His remark seemed to me immensely silly.
“I am with a firm of solicitors — Turnbull, Welford and Puckering, to be exact,” he said. “But you may be sure that I have other interests too. Some of them not unimportant, I might add.”
He smiled with some self-satisfaction, but clearly did not wish to be questioned further, at least there and then, regarding his professional activities. That was reasonable enough in the circumstances. However, his next words surprised me. Giving a short intake of breath, he said in a lower voice, with one of those unexpected outbursts of candour that I remembered from La Grenadière: “Do you know our host and hostess well? I have been on excellent terms with the family for a number of years, but this is the first time I have been asked to dinner. Of course I really know the Gorings better.”
This admission regarding his invitation to dine at Eaton Square was apparently intended to convey some hint, or confession, of past failure; although at the same time Widmerpool seemed half inclined by his tone to impart the news of his better acquaintance with the Gorings equally as a matter for congratulation. Indeed, he was evidently unable to decide in his own mind whether this allegedly long familiarity with the Walpole-Wilsons was — in the light of this being his first appearance in the house — something to boast of, or conceal.

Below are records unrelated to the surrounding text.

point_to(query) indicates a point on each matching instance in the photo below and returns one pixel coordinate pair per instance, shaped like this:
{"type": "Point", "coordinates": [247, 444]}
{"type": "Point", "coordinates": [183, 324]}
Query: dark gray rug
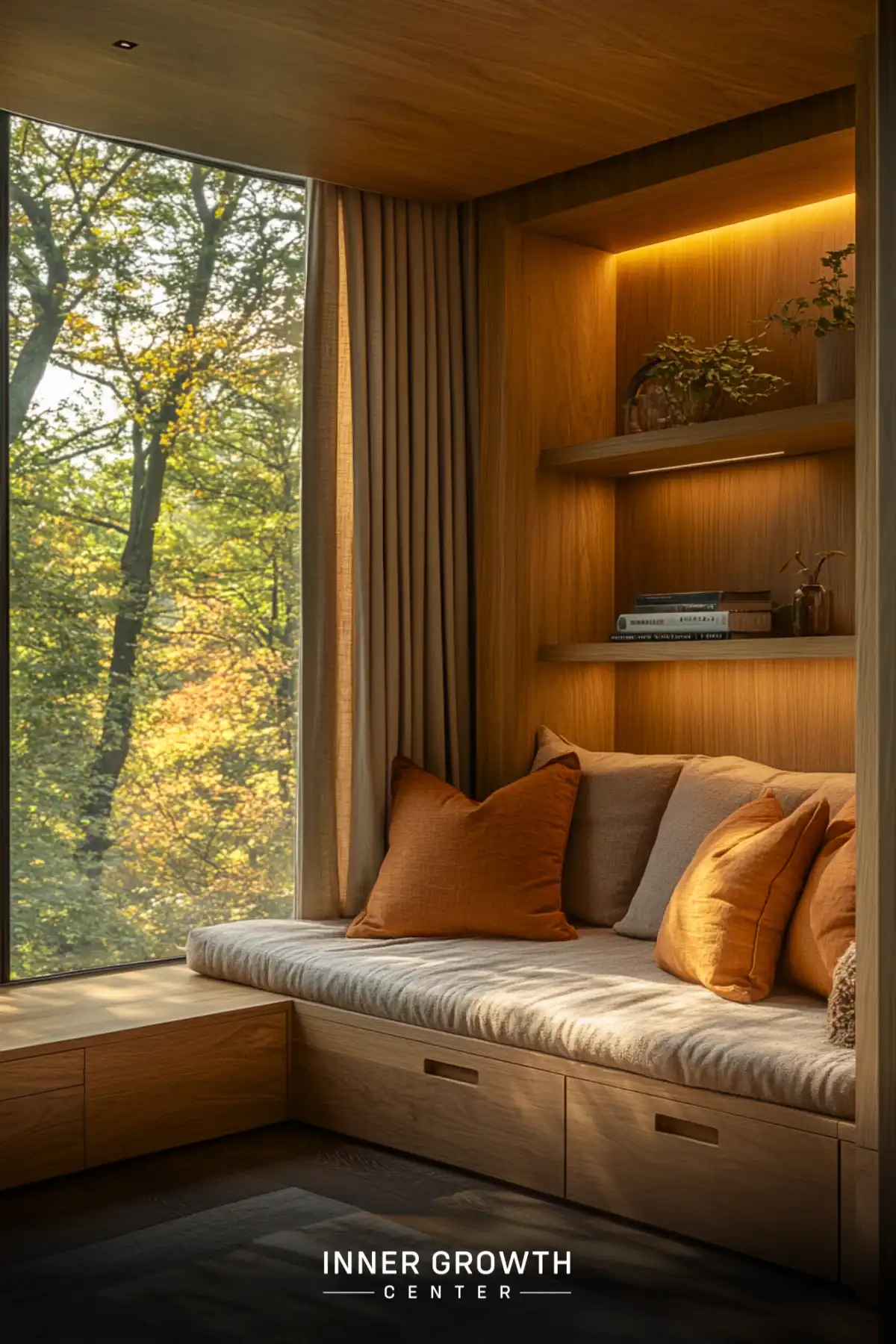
{"type": "Point", "coordinates": [254, 1272]}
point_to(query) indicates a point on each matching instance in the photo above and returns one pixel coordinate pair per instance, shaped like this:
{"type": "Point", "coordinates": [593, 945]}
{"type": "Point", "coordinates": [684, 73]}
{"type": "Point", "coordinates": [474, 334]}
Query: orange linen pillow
{"type": "Point", "coordinates": [457, 868]}
{"type": "Point", "coordinates": [824, 922]}
{"type": "Point", "coordinates": [727, 917]}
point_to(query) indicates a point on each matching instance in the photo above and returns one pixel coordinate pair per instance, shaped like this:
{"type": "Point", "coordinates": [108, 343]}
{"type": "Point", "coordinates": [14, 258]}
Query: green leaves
{"type": "Point", "coordinates": [202, 820]}
{"type": "Point", "coordinates": [835, 293]}
{"type": "Point", "coordinates": [691, 374]}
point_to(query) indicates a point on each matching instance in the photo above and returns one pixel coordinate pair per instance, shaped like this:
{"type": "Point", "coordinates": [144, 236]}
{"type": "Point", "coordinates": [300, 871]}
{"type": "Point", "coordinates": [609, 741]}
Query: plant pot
{"type": "Point", "coordinates": [836, 366]}
{"type": "Point", "coordinates": [812, 609]}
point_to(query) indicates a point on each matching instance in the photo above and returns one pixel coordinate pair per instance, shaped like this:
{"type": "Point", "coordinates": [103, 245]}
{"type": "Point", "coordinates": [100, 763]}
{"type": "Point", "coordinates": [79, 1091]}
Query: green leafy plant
{"type": "Point", "coordinates": [835, 300]}
{"type": "Point", "coordinates": [695, 378]}
{"type": "Point", "coordinates": [812, 571]}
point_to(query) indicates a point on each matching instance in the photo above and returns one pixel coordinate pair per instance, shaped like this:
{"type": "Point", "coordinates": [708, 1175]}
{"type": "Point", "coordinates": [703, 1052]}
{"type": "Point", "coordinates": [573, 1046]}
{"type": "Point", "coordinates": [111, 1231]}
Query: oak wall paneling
{"type": "Point", "coordinates": [790, 715]}
{"type": "Point", "coordinates": [724, 194]}
{"type": "Point", "coordinates": [876, 792]}
{"type": "Point", "coordinates": [548, 202]}
{"type": "Point", "coordinates": [546, 544]}
{"type": "Point", "coordinates": [724, 282]}
{"type": "Point", "coordinates": [687, 531]}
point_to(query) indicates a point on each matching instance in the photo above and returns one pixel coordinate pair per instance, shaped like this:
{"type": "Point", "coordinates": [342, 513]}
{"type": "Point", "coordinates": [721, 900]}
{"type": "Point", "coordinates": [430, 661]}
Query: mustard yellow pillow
{"type": "Point", "coordinates": [726, 921]}
{"type": "Point", "coordinates": [460, 868]}
{"type": "Point", "coordinates": [824, 922]}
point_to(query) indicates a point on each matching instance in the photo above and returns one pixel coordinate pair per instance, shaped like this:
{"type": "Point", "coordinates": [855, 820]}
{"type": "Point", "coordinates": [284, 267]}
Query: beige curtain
{"type": "Point", "coordinates": [388, 484]}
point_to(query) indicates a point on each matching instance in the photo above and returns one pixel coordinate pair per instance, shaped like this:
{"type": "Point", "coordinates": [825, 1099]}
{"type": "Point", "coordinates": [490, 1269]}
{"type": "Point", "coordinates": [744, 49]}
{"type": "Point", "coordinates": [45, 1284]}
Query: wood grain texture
{"type": "Point", "coordinates": [848, 1266]}
{"type": "Point", "coordinates": [711, 651]}
{"type": "Point", "coordinates": [43, 1073]}
{"type": "Point", "coordinates": [732, 529]}
{"type": "Point", "coordinates": [876, 650]}
{"type": "Point", "coordinates": [724, 194]}
{"type": "Point", "coordinates": [741, 140]}
{"type": "Point", "coordinates": [795, 430]}
{"type": "Point", "coordinates": [37, 1019]}
{"type": "Point", "coordinates": [418, 100]}
{"type": "Point", "coordinates": [758, 1189]}
{"type": "Point", "coordinates": [546, 544]}
{"type": "Point", "coordinates": [790, 715]}
{"type": "Point", "coordinates": [722, 282]}
{"type": "Point", "coordinates": [868, 1250]}
{"type": "Point", "coordinates": [184, 1083]}
{"type": "Point", "coordinates": [42, 1136]}
{"type": "Point", "coordinates": [305, 1012]}
{"type": "Point", "coordinates": [482, 1115]}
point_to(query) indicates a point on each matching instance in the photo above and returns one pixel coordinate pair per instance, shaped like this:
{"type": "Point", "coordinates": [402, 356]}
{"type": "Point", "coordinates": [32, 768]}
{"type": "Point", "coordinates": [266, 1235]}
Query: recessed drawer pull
{"type": "Point", "coordinates": [687, 1129]}
{"type": "Point", "coordinates": [454, 1071]}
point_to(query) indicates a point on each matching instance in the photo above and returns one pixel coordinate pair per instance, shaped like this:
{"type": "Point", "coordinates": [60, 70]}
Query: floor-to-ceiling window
{"type": "Point", "coordinates": [152, 426]}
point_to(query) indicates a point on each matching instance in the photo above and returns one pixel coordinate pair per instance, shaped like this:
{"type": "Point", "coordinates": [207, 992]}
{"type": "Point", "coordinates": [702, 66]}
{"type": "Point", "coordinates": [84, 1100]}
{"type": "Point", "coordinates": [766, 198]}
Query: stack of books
{"type": "Point", "coordinates": [722, 615]}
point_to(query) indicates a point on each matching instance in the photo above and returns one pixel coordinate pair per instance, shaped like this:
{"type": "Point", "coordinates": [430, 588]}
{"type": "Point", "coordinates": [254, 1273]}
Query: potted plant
{"type": "Point", "coordinates": [682, 383]}
{"type": "Point", "coordinates": [812, 600]}
{"type": "Point", "coordinates": [833, 323]}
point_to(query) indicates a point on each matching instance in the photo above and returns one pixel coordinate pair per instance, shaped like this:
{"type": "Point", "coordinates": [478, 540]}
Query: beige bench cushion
{"type": "Point", "coordinates": [600, 999]}
{"type": "Point", "coordinates": [615, 824]}
{"type": "Point", "coordinates": [709, 791]}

Our conversation, taking place intermittently, while people continually arrived in the room, was several times broken off when one or other of us was introduced to, or spoke with, another guest. Two of the girls present I had not met before. The taller, Lady Anne Stepney, wore an evening dress that had seen better days: which looked, indeed, rather like an old nightdress furbished up for the occasion. She seemed quite unconcerned about her decidedly untidy appearance, her bearing in some respects resembling Eleanor’s, though she was much prettier than Eleanor, with large dark eyes and reddish hair. Her name was familiar to me, for what reason I could not at first recall. The lively, gleaming little Jewess in a scarlet frock, who came into the room on the heels of Lady Anne, was announced as “Miss Manasch,” and addressed by the Walpole-Wilsons as “Rosie.” Both girls were immediately, and simultaneously, engaged by Archie Gilbert, who happened to be free at their moment of entering the room.